HLA-B27 heavy chains contribute to spontaneous inflammatory disease in B27/human beta(2)-microglobulin (beta(2)m) double transgenic mice with disrupted mouse beta(2)m

MHC class I allele, HLA-B27, is strongly associated with a group of human diseases called spondyloarthropathies. Some of these diseases have an onset after an enteric or genitourinary infection. In the present study, we describe spontaneous disease in HLA-B27 transgenic mice where endogenous beta(2)-microglobulin (beta(2)m) gene was replaced with transgenic human beta(2)m gene.
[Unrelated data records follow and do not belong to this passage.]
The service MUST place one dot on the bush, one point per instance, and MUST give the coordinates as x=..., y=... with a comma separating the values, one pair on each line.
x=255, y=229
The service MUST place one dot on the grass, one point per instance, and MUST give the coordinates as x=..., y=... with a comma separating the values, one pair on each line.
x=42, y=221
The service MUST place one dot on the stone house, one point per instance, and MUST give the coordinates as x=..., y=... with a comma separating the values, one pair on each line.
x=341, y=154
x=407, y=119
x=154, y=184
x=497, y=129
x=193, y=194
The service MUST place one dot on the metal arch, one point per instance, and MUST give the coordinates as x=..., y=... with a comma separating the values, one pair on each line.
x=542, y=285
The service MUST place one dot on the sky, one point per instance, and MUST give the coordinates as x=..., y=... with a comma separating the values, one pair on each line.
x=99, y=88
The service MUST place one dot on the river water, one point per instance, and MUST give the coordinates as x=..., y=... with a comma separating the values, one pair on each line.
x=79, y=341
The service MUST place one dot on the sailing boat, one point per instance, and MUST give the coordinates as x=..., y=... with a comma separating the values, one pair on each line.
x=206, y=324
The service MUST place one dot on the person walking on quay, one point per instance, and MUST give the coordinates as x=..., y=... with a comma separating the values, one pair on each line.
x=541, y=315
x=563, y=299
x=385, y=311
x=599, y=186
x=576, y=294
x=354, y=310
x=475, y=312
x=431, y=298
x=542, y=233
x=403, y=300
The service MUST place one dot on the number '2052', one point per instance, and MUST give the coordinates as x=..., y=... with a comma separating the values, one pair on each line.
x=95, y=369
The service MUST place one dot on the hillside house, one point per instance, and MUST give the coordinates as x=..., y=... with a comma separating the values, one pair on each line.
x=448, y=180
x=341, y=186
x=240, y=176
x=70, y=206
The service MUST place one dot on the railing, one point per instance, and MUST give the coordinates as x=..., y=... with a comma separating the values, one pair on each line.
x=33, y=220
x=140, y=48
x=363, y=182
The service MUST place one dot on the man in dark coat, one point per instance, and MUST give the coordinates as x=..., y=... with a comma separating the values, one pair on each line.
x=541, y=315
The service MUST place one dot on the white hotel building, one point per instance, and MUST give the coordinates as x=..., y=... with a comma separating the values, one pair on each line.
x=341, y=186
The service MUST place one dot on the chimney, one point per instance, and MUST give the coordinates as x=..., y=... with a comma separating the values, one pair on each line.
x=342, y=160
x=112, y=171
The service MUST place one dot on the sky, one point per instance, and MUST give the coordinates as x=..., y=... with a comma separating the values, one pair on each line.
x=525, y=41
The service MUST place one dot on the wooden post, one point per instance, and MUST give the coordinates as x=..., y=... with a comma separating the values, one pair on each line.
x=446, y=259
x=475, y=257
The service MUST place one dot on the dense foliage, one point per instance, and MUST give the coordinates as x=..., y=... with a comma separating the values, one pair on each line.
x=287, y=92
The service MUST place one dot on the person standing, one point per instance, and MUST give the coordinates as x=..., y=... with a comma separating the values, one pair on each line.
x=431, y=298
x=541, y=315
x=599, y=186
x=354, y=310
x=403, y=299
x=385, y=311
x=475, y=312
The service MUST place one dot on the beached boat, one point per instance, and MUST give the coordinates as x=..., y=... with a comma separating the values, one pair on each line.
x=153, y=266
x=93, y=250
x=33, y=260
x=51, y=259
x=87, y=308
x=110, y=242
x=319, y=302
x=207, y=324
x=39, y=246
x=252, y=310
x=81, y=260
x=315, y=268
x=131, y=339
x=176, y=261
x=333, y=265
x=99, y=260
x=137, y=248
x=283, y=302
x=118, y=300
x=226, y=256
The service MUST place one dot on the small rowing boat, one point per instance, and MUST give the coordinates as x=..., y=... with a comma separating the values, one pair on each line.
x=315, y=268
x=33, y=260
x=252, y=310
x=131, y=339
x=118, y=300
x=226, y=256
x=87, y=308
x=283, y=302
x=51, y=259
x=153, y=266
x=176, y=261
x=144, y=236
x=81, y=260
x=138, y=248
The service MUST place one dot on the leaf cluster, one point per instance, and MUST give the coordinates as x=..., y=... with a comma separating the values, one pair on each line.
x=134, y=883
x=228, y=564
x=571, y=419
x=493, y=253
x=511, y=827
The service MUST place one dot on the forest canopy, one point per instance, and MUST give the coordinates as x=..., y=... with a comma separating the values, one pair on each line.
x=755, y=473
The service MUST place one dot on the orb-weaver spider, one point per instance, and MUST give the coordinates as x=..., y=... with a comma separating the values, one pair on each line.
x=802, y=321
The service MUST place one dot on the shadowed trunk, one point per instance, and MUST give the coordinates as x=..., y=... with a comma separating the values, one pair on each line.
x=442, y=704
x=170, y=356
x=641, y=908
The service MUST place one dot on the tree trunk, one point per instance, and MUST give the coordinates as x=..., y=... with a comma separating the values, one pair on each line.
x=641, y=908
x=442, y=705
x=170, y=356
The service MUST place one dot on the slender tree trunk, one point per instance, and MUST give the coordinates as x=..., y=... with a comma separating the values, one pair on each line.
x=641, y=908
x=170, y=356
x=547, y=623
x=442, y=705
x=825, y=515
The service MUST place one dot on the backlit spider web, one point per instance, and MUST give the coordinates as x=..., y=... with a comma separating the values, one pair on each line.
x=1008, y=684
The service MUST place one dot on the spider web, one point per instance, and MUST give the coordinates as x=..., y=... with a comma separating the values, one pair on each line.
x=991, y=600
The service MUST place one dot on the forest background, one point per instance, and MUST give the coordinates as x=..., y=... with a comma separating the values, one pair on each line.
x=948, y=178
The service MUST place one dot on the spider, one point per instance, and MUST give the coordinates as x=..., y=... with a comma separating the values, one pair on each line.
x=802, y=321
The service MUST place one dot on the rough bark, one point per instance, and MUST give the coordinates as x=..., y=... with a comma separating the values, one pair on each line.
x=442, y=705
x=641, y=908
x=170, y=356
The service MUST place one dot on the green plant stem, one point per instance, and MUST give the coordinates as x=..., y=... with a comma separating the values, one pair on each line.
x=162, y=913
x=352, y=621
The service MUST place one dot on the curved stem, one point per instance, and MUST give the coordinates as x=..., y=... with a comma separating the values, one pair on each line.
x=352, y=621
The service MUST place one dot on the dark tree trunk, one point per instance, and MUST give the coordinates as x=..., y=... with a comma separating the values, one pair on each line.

These mice showed cell surface expression of HLA-B27 similar to that of human peripheral blood mononuclear cells, In addition, free heavy chains (HCs) of HLA-B27 were also expressed on thymic epithelium and on a subpopulation of B27-expressing PBLs, These mice developed spontaneous arthritis and nail changes in the rear paws, Arthritis occurred primarily in male animals and only when mice were transferred from the pathogen-free barrier facility to the conventional area, Transgenic mice expressing HLA-B27 with mouse beta(2)m have undetectable levels of free HCs on the cell surface and do not develop arthritis. In vivo treatment with anti-HC-specific antibody delayed the onset of disease, Our data demonstrate specific involvement of HLA-B27 'free' HCB in the disease process.